Qualitative analysis is also far from perfect, but there are many solid and valid methods to use if you want something that makes sense. Like other methods, you can always do crazy stuff with irrelevant variables and end with wild conclusions. Hopefully, rational and ethical people will be involved but that doesn’t always happen. That’s why it’s important to be able to understand the “methods” section of a research report.
Stuart says
Regarding your question about whether it’s morally justifiable to take money from the rich and “give it” to the poor, it brings to mind the book “Plutocrats” by Chrystia Freela and the (now classic) book “The Price of Inequality” by Joseph Stiglitz.

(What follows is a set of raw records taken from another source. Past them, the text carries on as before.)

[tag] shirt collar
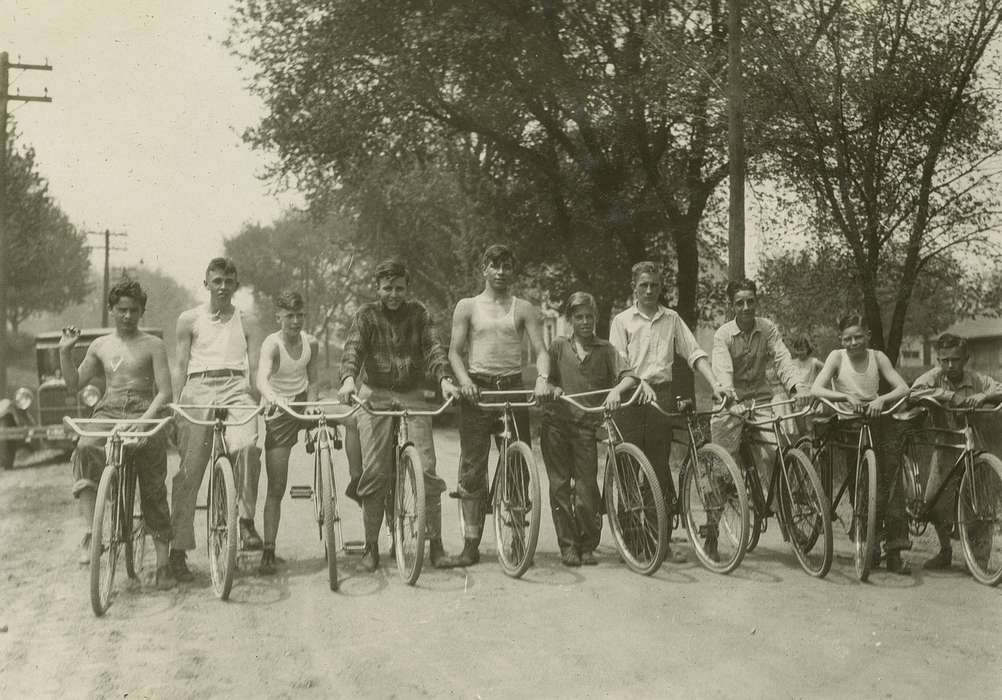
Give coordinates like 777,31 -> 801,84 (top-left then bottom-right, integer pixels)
726,317 -> 763,337
631,303 -> 667,322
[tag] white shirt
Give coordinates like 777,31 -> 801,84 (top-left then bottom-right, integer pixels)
609,304 -> 707,384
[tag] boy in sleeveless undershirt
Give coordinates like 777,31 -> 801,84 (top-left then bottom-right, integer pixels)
447,244 -> 553,566
169,257 -> 263,582
256,291 -> 319,575
59,278 -> 175,588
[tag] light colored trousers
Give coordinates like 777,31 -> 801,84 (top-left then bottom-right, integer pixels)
171,375 -> 261,551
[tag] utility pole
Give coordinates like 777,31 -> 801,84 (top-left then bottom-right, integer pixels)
0,52 -> 52,392
86,230 -> 127,325
727,0 -> 746,281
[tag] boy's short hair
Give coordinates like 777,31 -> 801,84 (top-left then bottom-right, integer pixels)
837,313 -> 868,333
373,258 -> 409,285
205,257 -> 238,278
275,291 -> 304,311
564,291 -> 597,320
726,277 -> 757,301
481,244 -> 517,270
791,335 -> 815,356
108,276 -> 148,310
935,333 -> 968,354
631,261 -> 661,285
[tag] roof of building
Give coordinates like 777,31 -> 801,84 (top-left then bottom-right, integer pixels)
943,316 -> 1002,340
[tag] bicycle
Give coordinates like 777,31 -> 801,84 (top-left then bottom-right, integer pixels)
63,415 -> 172,617
651,398 -> 749,574
558,387 -> 668,575
897,395 -> 1002,586
734,398 -> 833,578
352,395 -> 455,585
450,389 -> 541,578
808,395 -> 908,582
169,403 -> 263,600
265,401 -> 360,591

Apparently, inequality leads to social upheaval and instability, and revolution, none of which rich people want or hope for. Unfortunately, the 1% usually seems to be insulated from that insight, and many appear to believe that their vast possessions stem from their moral superiority while the rest lack that sort of sensibility. As Stiglitz pointed out in his now famous Vanity Fair article, the 1% eventually come to the realization that they really need the lower 98%, and that they are not independent of society or necessarily morally superior. Stiglitz says that insight often comes too late.
Doug Masson says
I think it’s morally justifiable at least to a certain extent both for the utilitarian reasons such as what you describe and because I think a lot of the value acquired by the wealthy is a function of the society in which they had the opportunity to operate.